Ressources supplémentaires
- Résultats nationaux de l’enquête Track auprès des utilisateurs de drogues injectables au Canada, phase 4
- Surveillance des infections transmissibles sexuellement et par le sang
- COVID 19 et l'incidence sur les services liés aux infections transmissibles sexuellement et par le sang
Notes de bas de page
- Note de bas de page 1
-
Nous utilisons souvent le terme « surveillance » en santé publique. Il décrit la recherche en santé publique pour trouver les tendances dans les maladies infectieuses. Nous reconnaissons que la « surveillance » est également utilisée par les organismes d’application de la loi, la sécurité privée et d’autres pour des raisons différentes. Le terme peut soulever un malaise ou avoir des significations négatives pour certaines personnes et certaines communautés, en particulier :
- les personnes qui sont racisées
- les personnes qui sont bispirituelles, lesbiennes, gaies, bisexuelles, trans, queers, intersexes ou membres d’autres minorités sexuelles et de genre (2ELGBTQI+)

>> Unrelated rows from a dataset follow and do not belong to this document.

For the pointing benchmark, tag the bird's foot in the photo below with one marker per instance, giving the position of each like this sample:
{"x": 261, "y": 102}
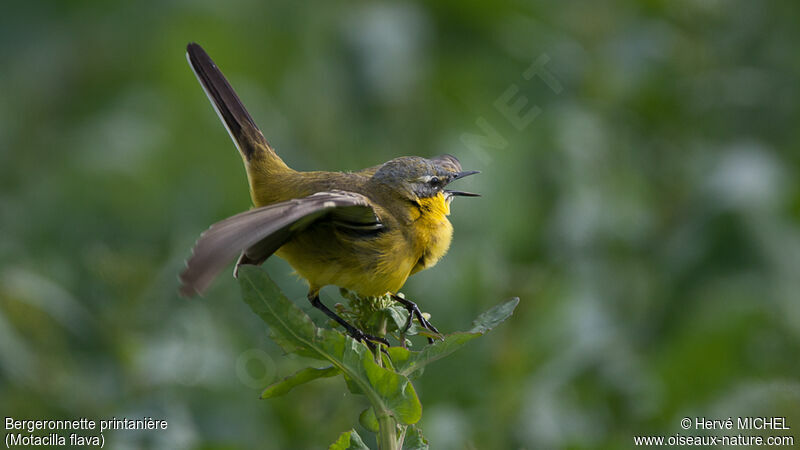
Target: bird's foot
{"x": 414, "y": 311}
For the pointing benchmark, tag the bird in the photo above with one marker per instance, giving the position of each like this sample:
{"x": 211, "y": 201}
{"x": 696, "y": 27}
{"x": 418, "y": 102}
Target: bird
{"x": 366, "y": 231}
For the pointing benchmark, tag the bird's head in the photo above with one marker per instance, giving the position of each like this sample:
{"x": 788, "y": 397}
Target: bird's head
{"x": 417, "y": 178}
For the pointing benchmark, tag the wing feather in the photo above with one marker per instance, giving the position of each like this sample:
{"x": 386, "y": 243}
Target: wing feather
{"x": 259, "y": 232}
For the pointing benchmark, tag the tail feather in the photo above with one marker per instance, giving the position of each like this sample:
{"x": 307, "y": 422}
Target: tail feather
{"x": 241, "y": 127}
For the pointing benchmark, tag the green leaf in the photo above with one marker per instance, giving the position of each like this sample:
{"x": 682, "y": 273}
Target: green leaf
{"x": 408, "y": 363}
{"x": 349, "y": 440}
{"x": 388, "y": 392}
{"x": 494, "y": 316}
{"x": 414, "y": 439}
{"x": 368, "y": 420}
{"x": 298, "y": 378}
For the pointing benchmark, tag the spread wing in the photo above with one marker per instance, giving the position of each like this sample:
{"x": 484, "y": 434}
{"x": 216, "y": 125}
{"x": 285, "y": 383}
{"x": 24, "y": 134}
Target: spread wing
{"x": 258, "y": 233}
{"x": 242, "y": 128}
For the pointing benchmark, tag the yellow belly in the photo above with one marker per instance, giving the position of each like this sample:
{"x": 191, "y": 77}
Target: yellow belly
{"x": 371, "y": 266}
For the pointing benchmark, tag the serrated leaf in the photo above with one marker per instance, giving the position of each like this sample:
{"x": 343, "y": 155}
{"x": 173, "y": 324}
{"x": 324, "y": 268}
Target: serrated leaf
{"x": 349, "y": 440}
{"x": 407, "y": 362}
{"x": 414, "y": 439}
{"x": 386, "y": 390}
{"x": 368, "y": 420}
{"x": 266, "y": 300}
{"x": 494, "y": 316}
{"x": 300, "y": 377}
{"x": 396, "y": 390}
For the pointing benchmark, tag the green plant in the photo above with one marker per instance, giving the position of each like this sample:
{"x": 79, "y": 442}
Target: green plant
{"x": 381, "y": 374}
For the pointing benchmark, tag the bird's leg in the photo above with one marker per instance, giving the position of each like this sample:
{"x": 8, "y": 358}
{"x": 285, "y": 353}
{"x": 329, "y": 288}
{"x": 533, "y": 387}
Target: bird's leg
{"x": 354, "y": 332}
{"x": 413, "y": 311}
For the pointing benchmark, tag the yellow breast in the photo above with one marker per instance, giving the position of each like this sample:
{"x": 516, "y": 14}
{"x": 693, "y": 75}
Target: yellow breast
{"x": 433, "y": 232}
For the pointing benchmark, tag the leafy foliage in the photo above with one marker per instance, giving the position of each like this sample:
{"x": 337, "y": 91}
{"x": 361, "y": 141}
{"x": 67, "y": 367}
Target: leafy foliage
{"x": 383, "y": 380}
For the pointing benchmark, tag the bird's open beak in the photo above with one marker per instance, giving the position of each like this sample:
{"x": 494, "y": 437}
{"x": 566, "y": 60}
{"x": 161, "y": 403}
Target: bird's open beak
{"x": 460, "y": 193}
{"x": 465, "y": 173}
{"x": 458, "y": 175}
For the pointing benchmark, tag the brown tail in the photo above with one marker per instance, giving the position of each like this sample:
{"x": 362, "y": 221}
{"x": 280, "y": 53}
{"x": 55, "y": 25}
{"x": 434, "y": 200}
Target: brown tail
{"x": 243, "y": 130}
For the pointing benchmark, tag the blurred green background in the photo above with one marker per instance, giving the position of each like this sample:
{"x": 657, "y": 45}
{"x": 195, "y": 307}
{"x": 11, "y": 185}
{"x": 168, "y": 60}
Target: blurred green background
{"x": 647, "y": 215}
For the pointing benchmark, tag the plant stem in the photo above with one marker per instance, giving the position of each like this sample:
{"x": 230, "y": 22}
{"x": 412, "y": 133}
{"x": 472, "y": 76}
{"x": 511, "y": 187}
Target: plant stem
{"x": 387, "y": 432}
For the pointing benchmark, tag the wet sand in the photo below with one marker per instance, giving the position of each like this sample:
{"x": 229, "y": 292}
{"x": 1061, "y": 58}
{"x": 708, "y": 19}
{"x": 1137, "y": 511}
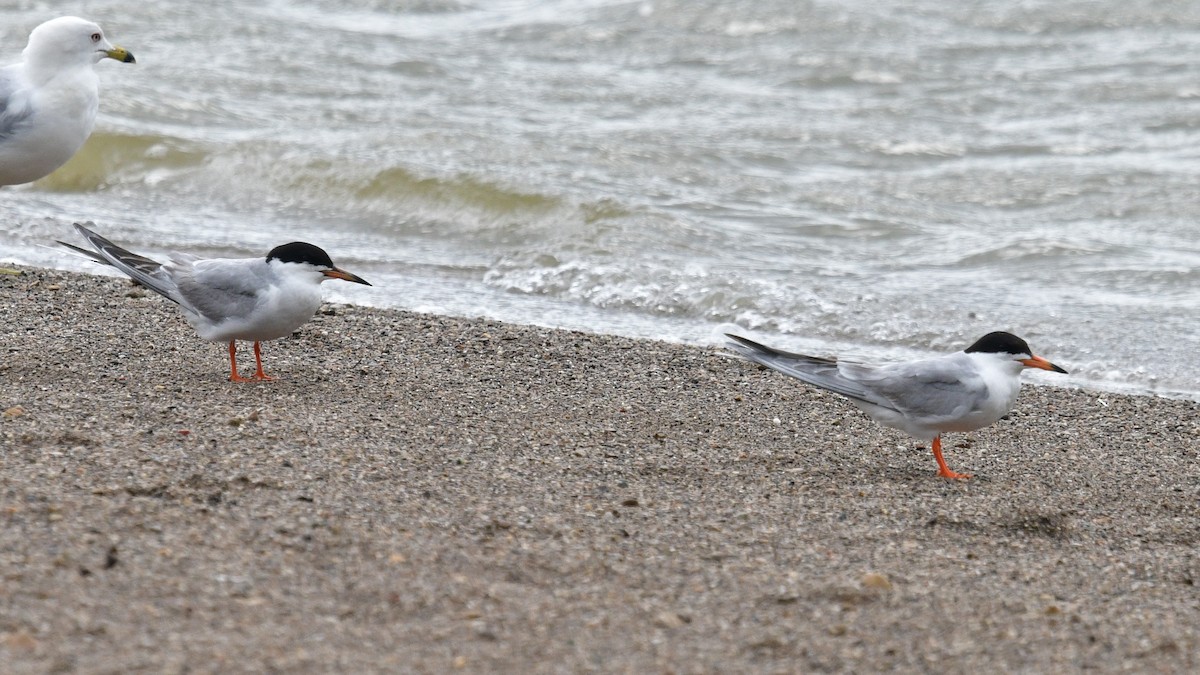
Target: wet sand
{"x": 425, "y": 494}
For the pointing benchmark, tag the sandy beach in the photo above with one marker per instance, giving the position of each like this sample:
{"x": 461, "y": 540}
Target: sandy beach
{"x": 419, "y": 494}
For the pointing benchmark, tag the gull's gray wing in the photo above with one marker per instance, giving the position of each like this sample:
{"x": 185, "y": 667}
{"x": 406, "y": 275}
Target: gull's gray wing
{"x": 15, "y": 105}
{"x": 817, "y": 371}
{"x": 943, "y": 387}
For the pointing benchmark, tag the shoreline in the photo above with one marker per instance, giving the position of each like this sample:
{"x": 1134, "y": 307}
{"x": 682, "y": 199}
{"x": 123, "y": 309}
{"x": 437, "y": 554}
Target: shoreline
{"x": 1095, "y": 386}
{"x": 430, "y": 494}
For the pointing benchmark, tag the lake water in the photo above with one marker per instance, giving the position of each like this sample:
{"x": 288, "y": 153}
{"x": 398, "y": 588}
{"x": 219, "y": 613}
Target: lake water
{"x": 886, "y": 179}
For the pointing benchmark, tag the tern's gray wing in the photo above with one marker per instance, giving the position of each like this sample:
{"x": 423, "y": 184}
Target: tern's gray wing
{"x": 821, "y": 372}
{"x": 15, "y": 106}
{"x": 943, "y": 387}
{"x": 222, "y": 290}
{"x": 141, "y": 268}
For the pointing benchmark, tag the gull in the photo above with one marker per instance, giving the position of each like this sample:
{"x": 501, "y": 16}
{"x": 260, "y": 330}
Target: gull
{"x": 231, "y": 299}
{"x": 960, "y": 392}
{"x": 48, "y": 100}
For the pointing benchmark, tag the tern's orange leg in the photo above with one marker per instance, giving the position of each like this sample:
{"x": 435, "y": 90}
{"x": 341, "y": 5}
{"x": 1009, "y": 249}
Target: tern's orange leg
{"x": 233, "y": 364}
{"x": 942, "y": 470}
{"x": 258, "y": 360}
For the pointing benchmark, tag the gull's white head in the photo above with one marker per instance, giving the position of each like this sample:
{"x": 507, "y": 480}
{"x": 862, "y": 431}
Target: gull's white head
{"x": 71, "y": 41}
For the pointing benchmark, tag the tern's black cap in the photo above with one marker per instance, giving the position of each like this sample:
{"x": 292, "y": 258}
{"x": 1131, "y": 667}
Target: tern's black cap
{"x": 300, "y": 252}
{"x": 1000, "y": 342}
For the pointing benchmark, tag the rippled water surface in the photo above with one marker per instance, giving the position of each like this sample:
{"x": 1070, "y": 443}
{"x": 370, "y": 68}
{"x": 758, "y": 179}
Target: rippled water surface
{"x": 877, "y": 178}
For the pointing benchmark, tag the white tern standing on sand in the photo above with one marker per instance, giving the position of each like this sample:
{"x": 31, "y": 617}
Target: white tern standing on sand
{"x": 927, "y": 398}
{"x": 231, "y": 299}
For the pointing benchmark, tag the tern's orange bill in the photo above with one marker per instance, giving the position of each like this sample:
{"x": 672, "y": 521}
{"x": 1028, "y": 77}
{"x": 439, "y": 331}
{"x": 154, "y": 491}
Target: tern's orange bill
{"x": 1038, "y": 362}
{"x": 345, "y": 275}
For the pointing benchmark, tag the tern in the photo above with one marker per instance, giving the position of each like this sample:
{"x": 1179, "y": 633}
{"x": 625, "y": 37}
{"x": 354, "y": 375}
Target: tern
{"x": 231, "y": 299}
{"x": 960, "y": 392}
{"x": 48, "y": 100}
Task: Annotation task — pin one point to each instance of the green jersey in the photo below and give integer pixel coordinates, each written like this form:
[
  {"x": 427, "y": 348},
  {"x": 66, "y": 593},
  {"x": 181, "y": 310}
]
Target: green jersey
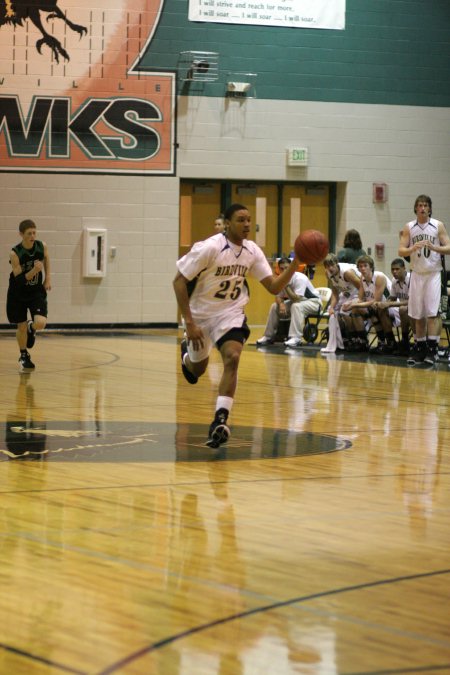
[{"x": 27, "y": 256}]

- les personnes qui consomment des drogues
- les personnes en situation d’itinérance
- d’autres populations en quête d’équité
Pour la surveillance Track, la quantité minimale de données nécessaires est recueillie. Toutes les données sont stockées en toute sécurité et leur accès est restreint. Il n’y a ni nom ni coordonnées dans ces données. Les rapports créés en utilisant ces données nationales portent sur les tendances, et non sur des individus. Les données sont recueillies pour éclairer l’action et contribuer à améliorer la santé et le bien-être des populations.